What began as a seemingly harmless trend to promote and score political points in the later part of the 20th century, has now become a global phenomenon. Whether it is space, nuclear energy, and even genetic engineering, the facts pertaining to human health and safety are being increasingly swept under the carpet. And if you were to stand up and question, you are dubbed as a luddite and part of the anti-technology brigade, and very conveniently shown the door.
It happened in the case of the ill-fated Columbia. Newspaper reports say that NASA had last year removed five members of a nine-person panel and two of its consultants after they warned that the shuttle faces safety troubles and had therefore asked for an increase in the budget to correct the problem. A sixth member, retired three-star Admiral Bernard M.Kauderer, was so upset at the sacking that he quit the group. The panel, an advisory group of industry and academic experts, was charged with monitoring safety at the NASA.
NASA's efforts to 'suppress' criticism finally resulted in the shocking tragedy. For stifling criticism, which could have resulted in a timely and life-saving correction, the seven astronauts paid the price with their blood.
Suppressing facts is the new international scientific mantra. Point a finger to the technological flaws and the danger it poses to human health and environment, the government, academia and the scientific community rises in anger. The media is quick to join the chorus debunking criticism as 'illogical' opposition to technological advance. "There is risk in everything that we do," is the common refrain. "You can be knocked down by a speeding car, the roof can fall on you while you are sleeping, and many a times you can die if you fall from your bed," scientists and technologists will tell you. And in today's world, where the satellite television brings the images of terrorist crime, and death almost every hour to our bedrooms, people have begun to accept accidental death as an unavoidable part of the development process.

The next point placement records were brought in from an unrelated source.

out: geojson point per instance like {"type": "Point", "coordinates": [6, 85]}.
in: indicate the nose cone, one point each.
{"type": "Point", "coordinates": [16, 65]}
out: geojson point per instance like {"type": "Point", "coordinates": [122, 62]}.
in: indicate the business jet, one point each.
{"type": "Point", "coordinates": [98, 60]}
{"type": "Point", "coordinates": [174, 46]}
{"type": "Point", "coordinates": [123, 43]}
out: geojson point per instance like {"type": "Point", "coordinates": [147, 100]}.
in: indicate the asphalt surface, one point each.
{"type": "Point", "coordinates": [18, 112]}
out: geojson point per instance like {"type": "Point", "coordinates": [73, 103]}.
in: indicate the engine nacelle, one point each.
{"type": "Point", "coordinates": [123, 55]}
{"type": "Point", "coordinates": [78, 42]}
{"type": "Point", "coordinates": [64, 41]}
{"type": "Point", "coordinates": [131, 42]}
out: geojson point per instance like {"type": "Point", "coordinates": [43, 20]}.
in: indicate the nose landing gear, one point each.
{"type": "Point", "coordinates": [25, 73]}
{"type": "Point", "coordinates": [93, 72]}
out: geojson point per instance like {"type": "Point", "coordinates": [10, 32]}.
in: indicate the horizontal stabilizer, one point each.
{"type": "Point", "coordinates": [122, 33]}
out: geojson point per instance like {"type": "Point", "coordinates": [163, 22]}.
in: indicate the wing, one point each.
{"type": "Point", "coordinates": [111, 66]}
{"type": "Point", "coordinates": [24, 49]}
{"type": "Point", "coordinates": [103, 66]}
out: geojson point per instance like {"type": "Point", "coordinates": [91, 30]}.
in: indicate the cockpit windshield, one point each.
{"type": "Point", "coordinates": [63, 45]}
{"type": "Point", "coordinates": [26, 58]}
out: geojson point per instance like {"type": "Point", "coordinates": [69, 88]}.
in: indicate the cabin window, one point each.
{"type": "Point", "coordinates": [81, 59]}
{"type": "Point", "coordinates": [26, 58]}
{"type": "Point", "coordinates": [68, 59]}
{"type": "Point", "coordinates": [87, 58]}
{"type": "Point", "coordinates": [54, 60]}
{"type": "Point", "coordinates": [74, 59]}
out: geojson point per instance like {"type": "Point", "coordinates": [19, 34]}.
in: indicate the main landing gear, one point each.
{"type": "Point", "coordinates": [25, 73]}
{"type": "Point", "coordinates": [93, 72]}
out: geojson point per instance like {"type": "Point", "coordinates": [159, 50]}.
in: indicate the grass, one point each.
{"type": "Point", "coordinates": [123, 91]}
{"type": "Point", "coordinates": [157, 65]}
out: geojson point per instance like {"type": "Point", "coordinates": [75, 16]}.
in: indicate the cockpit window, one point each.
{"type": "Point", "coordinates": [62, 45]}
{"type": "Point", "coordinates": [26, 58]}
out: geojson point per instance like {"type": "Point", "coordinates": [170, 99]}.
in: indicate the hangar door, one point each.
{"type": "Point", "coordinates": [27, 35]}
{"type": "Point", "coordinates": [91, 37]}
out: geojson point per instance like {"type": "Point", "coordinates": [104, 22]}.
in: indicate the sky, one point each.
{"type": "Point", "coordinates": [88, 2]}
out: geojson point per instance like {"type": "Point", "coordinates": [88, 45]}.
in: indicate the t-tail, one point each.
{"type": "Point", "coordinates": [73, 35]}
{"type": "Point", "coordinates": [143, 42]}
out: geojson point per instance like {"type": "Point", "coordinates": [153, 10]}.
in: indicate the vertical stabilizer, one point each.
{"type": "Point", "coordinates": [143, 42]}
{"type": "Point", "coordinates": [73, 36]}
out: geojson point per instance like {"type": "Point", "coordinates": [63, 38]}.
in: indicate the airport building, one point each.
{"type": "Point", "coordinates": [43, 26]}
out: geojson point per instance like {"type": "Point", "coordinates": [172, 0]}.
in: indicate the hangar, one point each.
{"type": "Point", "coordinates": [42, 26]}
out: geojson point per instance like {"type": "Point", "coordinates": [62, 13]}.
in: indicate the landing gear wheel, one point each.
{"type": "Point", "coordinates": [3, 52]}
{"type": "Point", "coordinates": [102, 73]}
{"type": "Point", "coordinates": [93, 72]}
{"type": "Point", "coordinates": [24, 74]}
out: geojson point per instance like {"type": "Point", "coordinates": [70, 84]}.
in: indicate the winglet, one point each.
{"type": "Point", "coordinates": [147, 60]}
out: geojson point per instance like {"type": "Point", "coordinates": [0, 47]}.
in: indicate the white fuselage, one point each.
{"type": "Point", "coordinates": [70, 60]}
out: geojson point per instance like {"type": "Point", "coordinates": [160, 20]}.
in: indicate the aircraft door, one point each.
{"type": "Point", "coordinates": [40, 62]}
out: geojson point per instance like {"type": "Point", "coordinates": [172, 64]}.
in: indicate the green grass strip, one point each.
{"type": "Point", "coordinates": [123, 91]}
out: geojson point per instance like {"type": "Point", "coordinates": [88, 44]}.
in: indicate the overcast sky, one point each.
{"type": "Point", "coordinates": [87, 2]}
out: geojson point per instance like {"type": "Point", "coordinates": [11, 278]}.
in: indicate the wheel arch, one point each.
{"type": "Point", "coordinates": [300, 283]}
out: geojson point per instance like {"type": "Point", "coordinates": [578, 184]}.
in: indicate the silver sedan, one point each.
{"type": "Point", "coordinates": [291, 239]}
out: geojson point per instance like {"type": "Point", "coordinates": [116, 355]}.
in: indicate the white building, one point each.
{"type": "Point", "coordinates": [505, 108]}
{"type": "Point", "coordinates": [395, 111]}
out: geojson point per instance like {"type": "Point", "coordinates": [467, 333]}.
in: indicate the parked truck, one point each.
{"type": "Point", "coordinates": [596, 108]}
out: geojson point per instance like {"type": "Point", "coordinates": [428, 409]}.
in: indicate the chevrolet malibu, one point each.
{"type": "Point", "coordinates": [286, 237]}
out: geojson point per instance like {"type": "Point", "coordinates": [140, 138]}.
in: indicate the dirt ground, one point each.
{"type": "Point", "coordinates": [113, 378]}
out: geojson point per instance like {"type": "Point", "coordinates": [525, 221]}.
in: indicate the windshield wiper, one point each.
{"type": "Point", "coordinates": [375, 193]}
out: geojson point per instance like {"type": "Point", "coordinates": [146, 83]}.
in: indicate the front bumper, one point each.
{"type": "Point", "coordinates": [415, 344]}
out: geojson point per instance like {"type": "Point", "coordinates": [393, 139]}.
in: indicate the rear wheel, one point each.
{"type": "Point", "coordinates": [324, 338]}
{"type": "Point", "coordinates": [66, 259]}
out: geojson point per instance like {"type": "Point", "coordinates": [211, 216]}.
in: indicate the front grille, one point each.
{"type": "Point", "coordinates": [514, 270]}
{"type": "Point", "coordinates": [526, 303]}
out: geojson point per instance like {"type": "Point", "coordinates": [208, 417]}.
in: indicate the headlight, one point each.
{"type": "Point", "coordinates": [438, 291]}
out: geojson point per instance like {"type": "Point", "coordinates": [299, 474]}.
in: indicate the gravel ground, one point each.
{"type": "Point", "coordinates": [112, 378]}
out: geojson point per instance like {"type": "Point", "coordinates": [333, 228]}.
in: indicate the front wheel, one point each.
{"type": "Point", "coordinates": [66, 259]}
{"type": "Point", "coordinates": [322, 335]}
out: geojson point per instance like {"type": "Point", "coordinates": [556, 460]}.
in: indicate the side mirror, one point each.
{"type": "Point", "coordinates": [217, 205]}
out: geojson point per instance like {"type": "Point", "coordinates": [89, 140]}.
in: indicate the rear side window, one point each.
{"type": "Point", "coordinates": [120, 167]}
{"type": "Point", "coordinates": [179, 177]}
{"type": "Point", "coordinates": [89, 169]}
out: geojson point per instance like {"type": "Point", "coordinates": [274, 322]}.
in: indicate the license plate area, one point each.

This has essentially been brought about by the increasing intolerance of the science administrators towards uncomfortable questions of human and environmental safety. Modern science has therefore buckled under commercial obligation to brush aside healthy criticism. The machination of blocking facts are so strong and powerful that even Columbia's tragedy has failed to open up an international debate on the ethics, morality and the criminal intentions of suppressing technological and scientific facts. The increasing inability of scientists to stand up and question is surely the greatest tragedy of the modern times.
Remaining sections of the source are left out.